4. Three of the major tokenizer design decisions are the tokenizer algorithm (e.g., BPE, WordPiece, SentencePiece), tokenization parameters (including vocabulary size, special tokens, capitalization, treatment of capitalization and different languages), and the dataset the tokenizer is trained on.
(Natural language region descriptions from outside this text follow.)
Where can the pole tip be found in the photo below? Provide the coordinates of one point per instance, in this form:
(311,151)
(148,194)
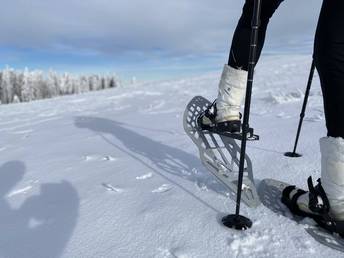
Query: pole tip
(292,155)
(237,222)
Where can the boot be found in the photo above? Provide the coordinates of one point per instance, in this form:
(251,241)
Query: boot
(225,112)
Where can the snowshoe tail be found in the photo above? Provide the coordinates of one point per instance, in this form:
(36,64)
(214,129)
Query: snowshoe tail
(219,153)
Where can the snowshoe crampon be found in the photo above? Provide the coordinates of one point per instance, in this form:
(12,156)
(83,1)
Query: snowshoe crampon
(219,153)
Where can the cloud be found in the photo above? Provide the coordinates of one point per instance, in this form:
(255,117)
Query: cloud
(119,27)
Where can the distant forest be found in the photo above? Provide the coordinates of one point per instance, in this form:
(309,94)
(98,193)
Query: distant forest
(24,86)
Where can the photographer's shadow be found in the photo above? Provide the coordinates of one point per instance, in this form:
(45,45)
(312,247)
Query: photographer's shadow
(43,224)
(166,158)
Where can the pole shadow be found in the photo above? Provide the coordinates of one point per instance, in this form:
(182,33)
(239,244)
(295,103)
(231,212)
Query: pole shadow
(43,224)
(153,154)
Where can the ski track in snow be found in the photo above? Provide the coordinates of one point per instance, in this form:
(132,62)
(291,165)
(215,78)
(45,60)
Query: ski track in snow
(111,188)
(23,190)
(162,189)
(99,158)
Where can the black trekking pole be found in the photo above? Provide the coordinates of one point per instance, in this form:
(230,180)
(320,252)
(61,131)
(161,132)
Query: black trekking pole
(236,220)
(293,154)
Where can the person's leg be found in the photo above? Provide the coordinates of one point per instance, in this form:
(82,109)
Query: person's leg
(232,86)
(329,59)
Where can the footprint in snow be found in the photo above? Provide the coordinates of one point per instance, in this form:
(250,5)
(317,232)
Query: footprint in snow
(162,189)
(143,177)
(111,188)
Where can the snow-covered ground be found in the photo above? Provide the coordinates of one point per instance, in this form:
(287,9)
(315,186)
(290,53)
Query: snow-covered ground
(112,173)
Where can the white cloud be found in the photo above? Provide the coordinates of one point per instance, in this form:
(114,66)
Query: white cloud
(117,26)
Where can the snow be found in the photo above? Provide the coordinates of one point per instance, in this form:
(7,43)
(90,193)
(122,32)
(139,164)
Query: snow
(112,173)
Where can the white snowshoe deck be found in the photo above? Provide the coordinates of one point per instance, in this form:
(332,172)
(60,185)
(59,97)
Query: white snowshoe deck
(220,154)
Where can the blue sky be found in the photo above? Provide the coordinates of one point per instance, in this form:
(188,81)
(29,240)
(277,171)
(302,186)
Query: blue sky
(149,39)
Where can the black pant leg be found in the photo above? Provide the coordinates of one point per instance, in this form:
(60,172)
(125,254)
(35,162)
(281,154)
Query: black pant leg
(329,59)
(240,49)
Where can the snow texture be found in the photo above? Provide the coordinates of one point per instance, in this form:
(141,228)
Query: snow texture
(112,173)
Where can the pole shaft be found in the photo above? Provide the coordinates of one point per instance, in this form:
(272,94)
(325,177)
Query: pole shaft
(251,66)
(305,101)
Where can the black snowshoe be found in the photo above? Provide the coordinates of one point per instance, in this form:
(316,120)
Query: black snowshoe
(319,206)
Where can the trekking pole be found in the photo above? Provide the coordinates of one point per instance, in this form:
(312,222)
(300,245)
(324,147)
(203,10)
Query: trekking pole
(293,154)
(236,220)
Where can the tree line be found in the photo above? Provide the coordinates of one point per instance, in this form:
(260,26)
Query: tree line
(24,86)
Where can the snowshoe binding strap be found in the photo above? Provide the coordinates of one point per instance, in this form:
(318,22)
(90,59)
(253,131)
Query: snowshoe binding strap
(220,127)
(291,203)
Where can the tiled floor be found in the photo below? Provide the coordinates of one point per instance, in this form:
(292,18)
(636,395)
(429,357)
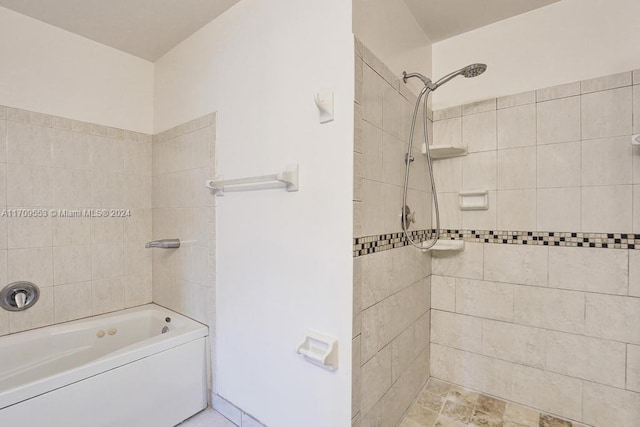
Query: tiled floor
(441,404)
(207,418)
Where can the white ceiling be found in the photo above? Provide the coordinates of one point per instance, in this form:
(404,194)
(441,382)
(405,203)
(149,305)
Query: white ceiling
(144,28)
(441,19)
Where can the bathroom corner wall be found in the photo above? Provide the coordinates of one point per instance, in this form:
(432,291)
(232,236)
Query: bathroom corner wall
(391,281)
(542,306)
(84,264)
(184,279)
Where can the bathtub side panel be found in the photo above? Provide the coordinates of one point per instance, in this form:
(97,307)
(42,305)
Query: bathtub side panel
(157,391)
5. Language models are also creators of high-quality contextualized token embeddings that improve on raw static embeddings. Those contextualized token embeddings are what’s used for tasks including named-entity recognition (NER), extractive text summarization, and text classification. In addition to producing token embeddings, language models can produce text embeddings that cover entire sentences or even documents. This empowers plenty of applications that will be shown in Part II of this book overing language model applications
6. Before LLMs, word embedding methods like word2vec, GloVe, and fastText were popular. In language processing, this has largely been replaced with contextualized word embeddings produced by language models. The word2vec algorithm relies on two main ideas: skip-gram and negative sampling. It also uses contrastive training similar to the type we’ll see in Chapter 10.
7. Embeddings are useful for creating and improving recommender systems as we discussed in the music recommender we built from curated song playlists.